Was sich nicht geändert hat: Im Joballtag hat es Avi nicht immer leicht. Er ist als freiberuflicher Gynäkologe tätig. Andere Frauenärzte sähen es nicht gerne, wenn ihre Patientinnen in Avis Praxis wechselten. “Weil ich Abtreibungen mache.” Auch in den Krankenhausgängen scheint es, als ob der Arzt und seine Mitarbeiterin gemieden würden. “Feindseligkeit gibt es keine. Einige Kollegen sagen mir aber offen, ich stünde mir selbst im Weg”, sagt Avi und nimmt einen Schluck von seinem Macchiato. Er hat jetzt Pause.
Keine Alternative
“Ja, Abtreibungen sind unangenehm, zeitraubend und komplex. Aber im Leben muss man eben Entscheidungen treffen und sich Regeln geben.” An dieser Überzeugung hält Avi fest. Seine Regeln: “Bei der Arbeit versuche ich, persönliche Befindlichkeiten, politische und religiöse Ansichten beiseite zu schieben und bestmöglich zu helfen. Mehr kann ich nicht tun.”

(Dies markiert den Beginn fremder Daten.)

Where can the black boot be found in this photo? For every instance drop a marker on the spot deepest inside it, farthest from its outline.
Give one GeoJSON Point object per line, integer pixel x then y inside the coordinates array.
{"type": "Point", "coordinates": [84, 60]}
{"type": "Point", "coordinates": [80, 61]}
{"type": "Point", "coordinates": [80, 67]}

Kurz hält Avi inne als er von “vielen belastenden Momenten” spricht. Die gibt es immer wieder. “Wichtig ist, sie zu überwinden.” Er versucht es mit Nordic Walking, früher malte er viel, fotografierte, spielte Gitarre.
Bis zur Pensionierung will Maurizio Avi unbequem bleiben. Wie 1972, als er den Wehrdienst nicht antrat. Den habe er mit seinem Gewissen nicht vereinbaren können: “Die einzige Verweigerung, zu der ich stehen kann.”